Jeff Eastman created MAHOUT-1030:
------------------------------------
Summary: Regression: Clustered Points Should be
WeightedPropertyVectorWritable not WeightedVectorWritable
Key: MAHOUT-1030
URL: https://issues.apache.org/jira/browse/MAHOUT-1030
Project: Mahout
Issue Type: Bug
Components: Clustering, Integration
Affects Versions: 0.7
Reporter: Jeff Eastman
Looks like this won't make it into this build. Pretty widespread impact on code
and tests and I don't know which properties were implemented in the old
version. I will create a JIRA and post my interim results.

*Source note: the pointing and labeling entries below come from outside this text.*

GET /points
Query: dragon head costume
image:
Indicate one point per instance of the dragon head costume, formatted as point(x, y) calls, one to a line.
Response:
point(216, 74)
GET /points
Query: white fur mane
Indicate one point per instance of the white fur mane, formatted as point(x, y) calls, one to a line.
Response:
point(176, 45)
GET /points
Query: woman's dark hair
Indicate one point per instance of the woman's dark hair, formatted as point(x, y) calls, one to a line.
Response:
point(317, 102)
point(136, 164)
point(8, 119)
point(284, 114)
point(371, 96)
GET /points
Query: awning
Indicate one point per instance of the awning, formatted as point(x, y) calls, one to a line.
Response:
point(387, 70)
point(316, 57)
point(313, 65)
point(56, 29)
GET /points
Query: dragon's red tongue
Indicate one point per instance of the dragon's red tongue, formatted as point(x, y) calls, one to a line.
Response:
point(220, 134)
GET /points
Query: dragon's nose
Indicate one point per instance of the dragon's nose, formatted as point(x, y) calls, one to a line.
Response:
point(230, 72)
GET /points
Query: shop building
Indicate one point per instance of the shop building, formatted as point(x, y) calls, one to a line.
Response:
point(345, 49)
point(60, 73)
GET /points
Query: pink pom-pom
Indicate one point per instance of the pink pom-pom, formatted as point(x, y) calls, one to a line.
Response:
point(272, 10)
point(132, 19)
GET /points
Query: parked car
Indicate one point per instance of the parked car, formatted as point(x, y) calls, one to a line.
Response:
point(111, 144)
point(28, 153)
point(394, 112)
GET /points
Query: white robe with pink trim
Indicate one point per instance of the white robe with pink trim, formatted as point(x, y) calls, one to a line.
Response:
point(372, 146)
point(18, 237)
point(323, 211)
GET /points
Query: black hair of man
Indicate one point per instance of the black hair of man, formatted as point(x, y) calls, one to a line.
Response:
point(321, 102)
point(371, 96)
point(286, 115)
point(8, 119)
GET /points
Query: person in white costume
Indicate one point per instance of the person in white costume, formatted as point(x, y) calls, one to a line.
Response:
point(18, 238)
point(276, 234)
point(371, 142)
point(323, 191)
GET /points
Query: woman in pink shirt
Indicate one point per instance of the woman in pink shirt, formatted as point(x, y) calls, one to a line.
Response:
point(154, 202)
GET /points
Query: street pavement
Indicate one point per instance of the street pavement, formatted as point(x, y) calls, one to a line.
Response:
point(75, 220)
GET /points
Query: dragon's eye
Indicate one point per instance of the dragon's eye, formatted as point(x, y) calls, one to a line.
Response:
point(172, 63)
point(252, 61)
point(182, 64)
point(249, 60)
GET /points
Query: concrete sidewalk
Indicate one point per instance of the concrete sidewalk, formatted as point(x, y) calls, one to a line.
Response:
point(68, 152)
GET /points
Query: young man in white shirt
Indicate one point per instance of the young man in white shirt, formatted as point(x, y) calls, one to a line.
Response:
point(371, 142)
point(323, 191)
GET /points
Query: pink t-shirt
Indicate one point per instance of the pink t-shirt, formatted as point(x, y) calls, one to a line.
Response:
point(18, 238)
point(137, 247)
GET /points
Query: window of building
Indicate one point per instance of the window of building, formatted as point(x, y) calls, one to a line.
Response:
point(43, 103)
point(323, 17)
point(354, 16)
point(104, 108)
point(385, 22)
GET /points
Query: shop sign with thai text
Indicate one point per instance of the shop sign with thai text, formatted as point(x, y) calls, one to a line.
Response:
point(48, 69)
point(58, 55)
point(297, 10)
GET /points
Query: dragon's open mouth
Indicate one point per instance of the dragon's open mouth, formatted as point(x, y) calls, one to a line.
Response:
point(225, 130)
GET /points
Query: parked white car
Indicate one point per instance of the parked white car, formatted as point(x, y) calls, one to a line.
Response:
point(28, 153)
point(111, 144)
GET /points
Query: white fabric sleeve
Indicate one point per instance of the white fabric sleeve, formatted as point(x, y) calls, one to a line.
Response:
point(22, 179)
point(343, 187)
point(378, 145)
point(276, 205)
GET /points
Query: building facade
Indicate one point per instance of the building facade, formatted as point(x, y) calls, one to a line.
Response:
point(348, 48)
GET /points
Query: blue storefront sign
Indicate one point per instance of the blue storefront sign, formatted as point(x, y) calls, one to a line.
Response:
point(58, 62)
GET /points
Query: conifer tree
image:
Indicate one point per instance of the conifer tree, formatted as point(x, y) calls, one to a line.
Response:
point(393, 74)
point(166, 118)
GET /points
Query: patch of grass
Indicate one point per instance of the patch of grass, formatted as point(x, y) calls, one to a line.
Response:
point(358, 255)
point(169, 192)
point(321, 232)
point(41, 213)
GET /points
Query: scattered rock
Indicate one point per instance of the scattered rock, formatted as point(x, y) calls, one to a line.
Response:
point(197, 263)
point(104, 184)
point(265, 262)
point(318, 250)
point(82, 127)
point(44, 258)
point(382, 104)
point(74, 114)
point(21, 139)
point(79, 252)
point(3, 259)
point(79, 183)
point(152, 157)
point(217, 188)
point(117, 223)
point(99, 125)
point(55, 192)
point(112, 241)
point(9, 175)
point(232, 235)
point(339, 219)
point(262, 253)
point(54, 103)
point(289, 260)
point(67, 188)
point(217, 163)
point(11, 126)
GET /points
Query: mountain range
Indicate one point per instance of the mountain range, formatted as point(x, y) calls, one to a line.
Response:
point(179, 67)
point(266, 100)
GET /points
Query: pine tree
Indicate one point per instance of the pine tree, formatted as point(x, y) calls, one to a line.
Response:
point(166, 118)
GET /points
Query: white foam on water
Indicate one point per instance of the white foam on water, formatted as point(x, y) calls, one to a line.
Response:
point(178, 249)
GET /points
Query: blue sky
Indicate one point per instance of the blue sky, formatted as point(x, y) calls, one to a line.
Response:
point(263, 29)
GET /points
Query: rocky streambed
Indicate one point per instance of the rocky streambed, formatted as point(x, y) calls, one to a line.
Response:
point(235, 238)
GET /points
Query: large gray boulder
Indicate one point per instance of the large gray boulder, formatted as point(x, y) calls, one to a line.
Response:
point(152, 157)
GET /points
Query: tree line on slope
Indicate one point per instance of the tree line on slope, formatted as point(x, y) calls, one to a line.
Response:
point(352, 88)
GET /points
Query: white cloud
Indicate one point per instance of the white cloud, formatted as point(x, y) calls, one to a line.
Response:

On 6/8/12 12:21 PM, Jeff Eastman wrote:
> That's a reversion that evidently got in when the new
> ClusterClassificationDriver was introduced. It should be a pretty easy fix
> and I will see if I can make the change before Paritosh cuts the release bits
> tonight.
>
> On 6/7/12 1:00 PM, Pat Ferrel wrote:
>> It appears that in kmeans the clusteredPoints are now written as
>> WeightedVectorWritable where in mahout 0.6 they were
>> WeightedPropertyVectorWritable? This means that the distance from the
>> centroid is no longer stored here? Why? I hope I'm wrong because that is not
>> a welcome change. How is one to order clustered docs by distance from
>> cluster centroid?
>>
>> I'm sure I could calculate the distance but that would mean looking up the
>> centroid for the cluster id given in the above WeightedVectorWritable, which
>> means iterating through all the clusters for each clustered doc. In my case
>> the number of clusters could be fairly large.
>>
>> Am I missing something?
>>
>>
>
--
This message is automatically generated by JIRA.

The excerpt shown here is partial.